Le maire de l'arrondissement de Rosemont - La Petite-Patrie, François Croteau, qui soupçonne que son arrondissement se «fait voler par la mafia», vient d'envoyer à l'UPAC 19 contrats de construction de trottoirs, de travaux de voirie et de déneigement adjugés depuis 2009, a appris La Presse.

Il s'agit de dossiers complets, qui comprennent les soumissions rejetées à la suite de l'appel d'offres. Le maire du Plateau-Mont-Royal s'apprêterait à faire la même chose.

«Nous avions le choix entre pleurer à la télévision et jouer les victimes ou agir», a expliqué M. Croteau en entrevue.

François Croteau, de Projet Montréal, a fait cette révélation à la suite de la publication dans La Presse, hier, d'une enquête qui démontre que ce que le témoin Michel Leclerc a qualifié devant la commission Charbonneau de «cartel des trottoirs» est toujours actif. Les entrepreneurs tireraient certains prix à la hausse, en particulier les puisards, facturés à des prix jugés exorbitants.

«Il n'y a peut-être pas de collusion dans tous les dossiers envoyés à la police, dit l'élu montréalais. Mais on doit tout faire pour arrêter ça.
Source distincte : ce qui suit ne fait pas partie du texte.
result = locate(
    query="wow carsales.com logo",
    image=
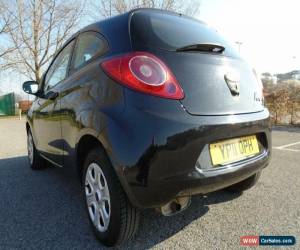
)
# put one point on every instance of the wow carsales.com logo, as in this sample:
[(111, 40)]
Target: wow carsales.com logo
[(251, 240)]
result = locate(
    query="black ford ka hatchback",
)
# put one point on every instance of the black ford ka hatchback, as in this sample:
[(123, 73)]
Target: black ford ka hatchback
[(149, 107)]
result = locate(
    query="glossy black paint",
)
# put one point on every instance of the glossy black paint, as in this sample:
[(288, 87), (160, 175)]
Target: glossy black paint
[(155, 145)]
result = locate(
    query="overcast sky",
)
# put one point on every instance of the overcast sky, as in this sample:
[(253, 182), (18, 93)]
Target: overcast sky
[(268, 30)]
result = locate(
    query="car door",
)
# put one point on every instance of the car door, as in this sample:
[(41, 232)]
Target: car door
[(47, 114), (83, 90)]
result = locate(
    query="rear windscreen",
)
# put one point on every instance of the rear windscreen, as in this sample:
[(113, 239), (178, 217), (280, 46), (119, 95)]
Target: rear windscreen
[(170, 32)]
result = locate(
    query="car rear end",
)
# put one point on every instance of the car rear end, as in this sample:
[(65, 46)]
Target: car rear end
[(194, 120)]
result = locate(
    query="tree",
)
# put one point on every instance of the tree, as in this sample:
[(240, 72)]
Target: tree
[(35, 30), (108, 8)]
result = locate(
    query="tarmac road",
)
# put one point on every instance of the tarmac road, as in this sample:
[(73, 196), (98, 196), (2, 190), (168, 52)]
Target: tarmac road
[(45, 209)]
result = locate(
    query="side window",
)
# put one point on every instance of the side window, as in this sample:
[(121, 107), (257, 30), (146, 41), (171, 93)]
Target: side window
[(58, 70), (89, 45)]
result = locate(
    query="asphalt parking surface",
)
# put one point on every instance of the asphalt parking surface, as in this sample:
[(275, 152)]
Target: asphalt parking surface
[(45, 209)]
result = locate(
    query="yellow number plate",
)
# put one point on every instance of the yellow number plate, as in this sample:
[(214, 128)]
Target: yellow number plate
[(233, 150)]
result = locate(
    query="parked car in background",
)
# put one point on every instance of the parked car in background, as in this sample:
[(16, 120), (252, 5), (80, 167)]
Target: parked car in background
[(150, 107)]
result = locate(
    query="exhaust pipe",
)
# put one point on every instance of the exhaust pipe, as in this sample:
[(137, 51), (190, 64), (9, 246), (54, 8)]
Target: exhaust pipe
[(175, 206)]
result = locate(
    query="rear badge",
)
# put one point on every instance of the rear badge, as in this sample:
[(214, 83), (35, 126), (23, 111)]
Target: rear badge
[(233, 82)]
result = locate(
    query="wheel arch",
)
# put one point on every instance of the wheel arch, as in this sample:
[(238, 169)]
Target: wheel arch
[(85, 144)]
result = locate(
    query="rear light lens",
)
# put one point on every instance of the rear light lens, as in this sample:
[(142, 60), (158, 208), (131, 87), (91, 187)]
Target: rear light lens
[(144, 72)]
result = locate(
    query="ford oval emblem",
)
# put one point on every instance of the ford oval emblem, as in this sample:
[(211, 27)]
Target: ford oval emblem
[(233, 82)]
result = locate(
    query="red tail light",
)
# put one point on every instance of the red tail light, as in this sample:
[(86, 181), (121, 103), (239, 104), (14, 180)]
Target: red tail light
[(144, 72)]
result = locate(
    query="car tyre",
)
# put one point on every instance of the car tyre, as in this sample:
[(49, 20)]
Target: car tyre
[(245, 184), (112, 216), (34, 158)]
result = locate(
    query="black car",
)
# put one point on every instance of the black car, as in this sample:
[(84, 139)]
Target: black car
[(149, 107)]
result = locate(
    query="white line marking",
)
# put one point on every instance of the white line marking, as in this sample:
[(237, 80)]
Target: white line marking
[(286, 149), (288, 145)]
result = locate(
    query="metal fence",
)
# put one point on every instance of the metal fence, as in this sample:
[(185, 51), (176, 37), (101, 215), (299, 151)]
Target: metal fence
[(7, 104)]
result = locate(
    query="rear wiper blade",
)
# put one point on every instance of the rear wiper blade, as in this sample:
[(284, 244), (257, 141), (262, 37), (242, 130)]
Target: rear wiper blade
[(205, 47)]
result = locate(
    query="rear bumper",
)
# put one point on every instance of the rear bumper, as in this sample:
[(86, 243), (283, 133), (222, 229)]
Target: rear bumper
[(158, 154)]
Je ne peux pas accepter que des bandits continuent de voler des fonds publics. Je veux que ces gens-là soient punis et qu'ils payent.»

Le maire explique que cette étape «policière» était devenue inéluctable: l'arsenal de mesures mises en place par les élus de Projet Montréal pour prévenir ou bloquer la collusion et la valse des extras ne suffisait plus.

«Notamment, nous avons déjà un avocat qui révise les appels d'offres et les plans et devis pour s'assurer que des gens ne profitent pas d'omissions pour facturer des dépassements de coûts.» De plus, la surveillance des travaux est faite à l'interne et non plus par des firmes privées. On invente aussi de nouveaux aménagements pour déstabiliser les acteurs habituels en plus de limiter le nombre de puisards à déplacer.

Dans l'arrondissement voisin de Villeray-Saint-Michel-Parc-Extension, la mairesse Anie Samson, de Vision Montréal, a carrément rejeté pour la seconde fois en deux ans une soumission pour la réfection de trottoirs parce qu'elle demandait 25% de plus que le coût estimé à l'interne. L'an dernier, c'était 40% de trop. «J'ai donné le mandat à nos services de faire eux-mêmes les trottoirs, cette année, dit-elle. On étudie la possibilité que cela devienne définitif.»

En entrevue hier matin avec Paul Arcand, au 98,5 FM, le maire Michael Applebaum a admis du bout des lèvres qu'il n'avait «pas vu» venir, lorsqu'il présidait le comité exécutif, la nouvelle flambée des prix imposés par le cartel des trottoirs, après une pause forcée en 2009 et 2010. Il a reconnu qu'il faudrait du temps avant que de nouveaux entrepreneurs du Québec, du Canada et même de l'étranger, arrivent sur le marché à Montréal, dans l'hypothèse où la plupart des entreprises de construction perdraient leur droit de soumissionner à cause de leurs agissements si le projet de loi 1 est adopté.